Discussion created by Tasp on Apr 13, 2010
Latest reply on Aug 12, 2010 by jeff_golds

This is from the documentation of the c++ bindings:


global     describes the number of global work-items in will execute the kernel function. The total number of global work-items is computed as global_work_size[0] * ... * global_work_size[work_dim - 1].

local     describes the number of work-items that make up a work-group (also referred to as the size of the work-group) that will execute the kernel specified by kernel.


If local is NullRange and no work-group size is specified when the kernel is compiled, the OpenCL implementation will determine how to break the global work-items specified by global into appropriate work-group instances. The work-group size to be used for kernel can also be specified in the program source using the __attribute__((reqd_work_group_size(X, Y, Z))) qualifier. In this case the size of work group specified by local_work_size must match the value specified by the reqd_work_group_size attribute qualifier.

Now I just set "local" to NullRange, but this leads to bad performance with Intel Core2 Duo @ 3.0GHz beeing faster than HD4850 on kernels that do mostly convolutions.

From the convolution example:

In the above call, we also need to pass in a workgroup size.
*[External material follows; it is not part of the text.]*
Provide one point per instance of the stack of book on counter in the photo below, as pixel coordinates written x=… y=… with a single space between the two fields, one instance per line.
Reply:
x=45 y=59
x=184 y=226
During computation, items within a work-group can share certain data and avail of some synchronization mechanisms tha t are not available to items across workgroups. We do not need any of those features in our current kernel, so it is tempting to use a workgroup of size 1.


While that will work in principle and produce correct results, that can produce bad performance. There are many considerations while choosing the appropriate workgroup size, including which device (CPU or GPU) the kernel is to be run on. We will not go into those details in this writeup; for our runs on the CPU device, we will use the largest possible workgroup size (32x32).

Now on a CPU device I get:


Max compute units:                 2
  Max work items dimensions:             3
    Max work items[0]:                 1024
    Max work items[1]:                 1024
    Max work items[2]:                 1024
  Max work group size:                 1024

On the HD4850 it's 200 compute units and size 256 instead of 1024 (if I remember correctly).

My questions is now how to choose the local work group size for best performance if I want to do simple convolutions on images ranging from 100x100 to 2000x2000?